Avec La Sauterelle (1944), L’Araignée I (1946), La Mante (1946) et La Fourmi (1953), G. Richier interroge les principes narratifs dominants dans l’entre-deux-guerres en remettant en question les représentations du genre, du corps et de la subjectivité féminines de son époque. Ce mémoire analyse la façon unique dont l’artiste a exploré les notions de métamorphose et d’hybridité en mettant au défi le travail des avant-gardes, principalement masculines, par la création d’un modèle de féminité qui relève davantage de la performativité que d’un état fixe. Nous examinerons également comment les sculptures de G. Richier, ainsi que ses propres déclarations au sujet de son œuvre et de son statut d’artiste, ont pu influencer l’accueil de son travail et de sa personnalité dans le contexte masculiniste de l’époque.

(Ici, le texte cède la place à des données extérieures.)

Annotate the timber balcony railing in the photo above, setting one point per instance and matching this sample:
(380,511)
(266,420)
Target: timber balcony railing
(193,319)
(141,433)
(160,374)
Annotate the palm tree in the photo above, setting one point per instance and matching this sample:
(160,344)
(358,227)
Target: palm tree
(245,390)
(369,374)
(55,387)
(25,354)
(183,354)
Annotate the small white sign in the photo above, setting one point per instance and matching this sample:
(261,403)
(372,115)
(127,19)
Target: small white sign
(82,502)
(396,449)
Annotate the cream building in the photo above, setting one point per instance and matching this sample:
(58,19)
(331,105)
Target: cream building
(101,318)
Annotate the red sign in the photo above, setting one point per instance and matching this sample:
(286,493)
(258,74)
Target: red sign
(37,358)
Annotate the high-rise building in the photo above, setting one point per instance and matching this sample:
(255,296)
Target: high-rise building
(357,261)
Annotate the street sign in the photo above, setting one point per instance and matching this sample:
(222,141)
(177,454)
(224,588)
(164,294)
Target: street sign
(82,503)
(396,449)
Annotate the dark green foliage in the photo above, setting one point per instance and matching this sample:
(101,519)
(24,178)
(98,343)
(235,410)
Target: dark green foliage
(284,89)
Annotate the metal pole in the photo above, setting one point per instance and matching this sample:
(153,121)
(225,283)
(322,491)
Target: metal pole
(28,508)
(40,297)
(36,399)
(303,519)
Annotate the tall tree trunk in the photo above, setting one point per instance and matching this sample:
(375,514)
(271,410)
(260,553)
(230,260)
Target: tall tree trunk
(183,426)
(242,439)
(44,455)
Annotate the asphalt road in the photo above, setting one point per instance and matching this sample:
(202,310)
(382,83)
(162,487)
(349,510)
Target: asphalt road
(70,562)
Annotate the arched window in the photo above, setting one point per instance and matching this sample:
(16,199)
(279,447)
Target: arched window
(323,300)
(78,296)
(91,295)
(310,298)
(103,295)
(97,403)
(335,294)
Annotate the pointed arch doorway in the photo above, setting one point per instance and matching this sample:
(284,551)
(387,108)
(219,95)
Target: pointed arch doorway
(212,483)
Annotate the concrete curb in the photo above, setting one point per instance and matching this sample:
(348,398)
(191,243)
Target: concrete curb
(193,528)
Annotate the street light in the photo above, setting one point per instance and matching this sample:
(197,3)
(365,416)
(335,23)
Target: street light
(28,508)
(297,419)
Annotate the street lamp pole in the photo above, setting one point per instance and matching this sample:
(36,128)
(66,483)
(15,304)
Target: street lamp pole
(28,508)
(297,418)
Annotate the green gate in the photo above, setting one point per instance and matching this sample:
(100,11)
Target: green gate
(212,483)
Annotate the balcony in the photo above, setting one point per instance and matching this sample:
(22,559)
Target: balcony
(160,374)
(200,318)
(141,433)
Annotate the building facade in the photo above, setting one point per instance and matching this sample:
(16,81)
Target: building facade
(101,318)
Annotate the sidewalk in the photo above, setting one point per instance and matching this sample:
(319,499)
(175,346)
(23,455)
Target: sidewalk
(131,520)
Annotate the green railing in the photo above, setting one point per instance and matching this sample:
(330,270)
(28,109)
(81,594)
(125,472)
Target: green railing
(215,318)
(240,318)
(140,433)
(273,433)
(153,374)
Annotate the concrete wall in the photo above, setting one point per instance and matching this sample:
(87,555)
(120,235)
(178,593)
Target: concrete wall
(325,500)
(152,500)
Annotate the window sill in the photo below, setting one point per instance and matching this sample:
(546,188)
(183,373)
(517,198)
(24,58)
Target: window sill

Les hybrides féminins de G. Richier sont des constructions explicites présentées en pleine performance de leurs subjectivités, proposant ainsi une image du genre féminin dans tout ce qu’il a de complexe, d’ambigu et de changeant. Ils associent mouvement et retenue, force et vulnérabilité. Loin d’être les produits d’un regard masculin érotisant, ses « femmes-insectes » sont des créatures difformes et macabres dotées de corps qui persévèrent malgré ce qu’ils ont vécu et subi. Ce sont des sujets actifs en mouvement constant, dont les corps et les identités sont soumis à une métamorphose incessante et qui transgressent une réalité pourtant étrangement familière. En se concentrant sur l’expérience subjective et l’autonomie de l’individu, G. Richier nous offre une représentation subversive et féministe étonnamment proche des théories du genre actuelles.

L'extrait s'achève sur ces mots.